Many of the Chinese generals in the CBI later retreated to Taiwan along with Chiang Kai-shek after he lost the battle with the Communist Party following WWII. Some of them are still alive.
"The enthusiasm toward the exhibit went well beyond our expectation," said Wang, who is a renowned photographer in China. "Through these powerful photos, people now know that we have so many heroic generals and soldiers and we had such glorious victory during WWII."
While in Taiwan, someone suggested that Wang take the exhibit to the US so American people could also see that the US and China were deeply connected during that period.
Formerly a scholar at the Institute of American Studies of the Chinese Academy of Social Sciences and now vice-chairman of UBS Investment Bank, Wang's husband, He Di, actively looked for a US partner to sponsor the exhibit.
Finally, the Kissinger Institute on China and the United States of the Wilson Center, a leading think tank in Washington, became the US sponsor, and the China Overseas Exchange Association, the outreach arm of the Overseas Chinese Affairs Office of the State Council of China, sponsors the exhibit as a Chinese partner.

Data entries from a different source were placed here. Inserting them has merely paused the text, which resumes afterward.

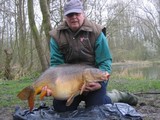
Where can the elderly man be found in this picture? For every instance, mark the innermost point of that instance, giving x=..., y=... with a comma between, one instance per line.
x=78, y=40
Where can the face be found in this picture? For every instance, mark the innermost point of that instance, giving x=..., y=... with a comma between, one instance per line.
x=75, y=20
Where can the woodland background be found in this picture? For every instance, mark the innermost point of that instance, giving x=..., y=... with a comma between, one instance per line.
x=133, y=31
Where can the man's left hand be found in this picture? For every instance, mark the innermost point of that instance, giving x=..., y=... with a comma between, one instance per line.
x=92, y=86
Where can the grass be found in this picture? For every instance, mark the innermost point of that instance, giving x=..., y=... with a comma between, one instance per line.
x=10, y=89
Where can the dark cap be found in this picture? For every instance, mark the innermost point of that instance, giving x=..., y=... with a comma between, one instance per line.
x=73, y=6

The project soon gained support from other leading organizations active in promoting US-China relations, including the National Committee on United States-China Relations, the Committee of 100, the General Joseph W. Stilwell Scholarship and the Scowcroft Group. The Asia Culture and Media Group provided logistical support.
"When Americans tell stories of WWII, the war in Europe comes first and the war in the Pacific came second. So, the result is that they do not know very much about the war on the Asian mainland," said Robert Daly, director of the Kissing Institute, who hosted the exhibit's opening ceremony. Attending the event were descendants of CBI veterans, including Easterbrook, McMurrey's daughters, Shan Stodter, US military officers and China experts.
"The most important thing to know is that the United States and China have a joint history. We have worked for common interest. That is worth celebrating and remembering," Daly told China Daily.
Zhang said the exhibit will be taken to New York, San Francisco and Hawaii next year, the 70th anniversary of the end of WWII.
While the exhibit was up in Washington, Jill Elkins, a Maryland resident, happened to be passing by with her two children, and they stopped to look at the photos. Elkins' father was with US Army Air Corps in the CBI.
"The old pictures are amazing. There are a couple of photos showing American soldiers doing some radio work. I believe my father did some of that, too. I will keep looking to see whether I can find him. I wish I knew more of his time there," she said.